Would this immediately lead to a zombie apocalypse in the style of The Last of Us, a horror movie scenario wrought by CRISPR? Let’s hope not. But in all seriousness, the extinction of a single species, especially a keystone or foundational species, means a deluge of increasingly impactful effects, all of which can culminate in the collapse of a whole ecosystem.
Starting Small
Let’s walk through an example we can all relate to, especially in the summer months: the elimination of mosquitos. While this would certainly make humid August days more enjoyable, it would also go a long way toward combating malaria. But, before energetically approving CRISPR’s directive to nix mosquitos altogether, consider that the pests also function as pollinators and a food source for numerous species.
Mutant Fungus
Simply put, their sudden removal could commence a stark decline of many plant species, starvation of insectivorous animals, and a subsequent drop in biodiversity. In The Last of Us, the cordyceps fungus merely jumps from one form of nutrition to another; CRISPR could induce a similar rearrangement of the food chain simply in the wake of such an ecological upheaval and the subsequent void.
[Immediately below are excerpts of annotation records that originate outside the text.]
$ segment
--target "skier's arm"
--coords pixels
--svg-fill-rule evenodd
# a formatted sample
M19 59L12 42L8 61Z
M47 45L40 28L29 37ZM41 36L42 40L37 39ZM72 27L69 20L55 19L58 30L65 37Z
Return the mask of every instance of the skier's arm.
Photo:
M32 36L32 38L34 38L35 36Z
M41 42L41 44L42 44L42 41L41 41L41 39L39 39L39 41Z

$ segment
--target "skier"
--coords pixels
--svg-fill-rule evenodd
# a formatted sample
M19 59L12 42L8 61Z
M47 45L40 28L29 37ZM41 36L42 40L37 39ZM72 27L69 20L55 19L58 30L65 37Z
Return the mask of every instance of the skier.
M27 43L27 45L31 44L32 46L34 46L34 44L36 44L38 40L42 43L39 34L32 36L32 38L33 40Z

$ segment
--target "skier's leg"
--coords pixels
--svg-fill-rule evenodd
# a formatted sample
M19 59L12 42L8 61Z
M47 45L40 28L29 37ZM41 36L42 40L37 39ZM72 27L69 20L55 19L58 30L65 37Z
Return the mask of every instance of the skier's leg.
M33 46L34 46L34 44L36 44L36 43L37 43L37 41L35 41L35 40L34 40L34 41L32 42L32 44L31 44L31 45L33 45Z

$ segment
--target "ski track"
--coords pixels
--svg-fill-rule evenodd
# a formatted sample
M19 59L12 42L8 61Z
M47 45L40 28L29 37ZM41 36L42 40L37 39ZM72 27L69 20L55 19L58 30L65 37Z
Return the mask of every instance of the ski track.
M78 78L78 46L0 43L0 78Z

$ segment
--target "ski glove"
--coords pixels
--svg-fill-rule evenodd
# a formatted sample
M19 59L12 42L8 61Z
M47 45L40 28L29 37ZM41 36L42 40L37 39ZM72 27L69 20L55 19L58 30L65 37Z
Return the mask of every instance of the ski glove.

At the very least, this void could be filled by other potentially more harmful species or, just as catastrophically, the emergence of new diseases.
The Ethics Of Science
Less dramatically, the abrupt reduction in biodiversity could undo biodiversity, destroying ecosystems. Once kaput, ecosystems could not provide essential services we humans depend on, like carbon sequestration and pollination.
And there would probably end up being unintended beneficiaries, i.e., species suddenly able to overpopulate and assume a newly invasive status (The Last of Us’s cordyceps comes to mind, though both the game and series lacked a man-made cause like CRISPR).
Considering these very real risks, it is paramount to proceed carefully, ethically, and collaboratively when it comes to gene editing.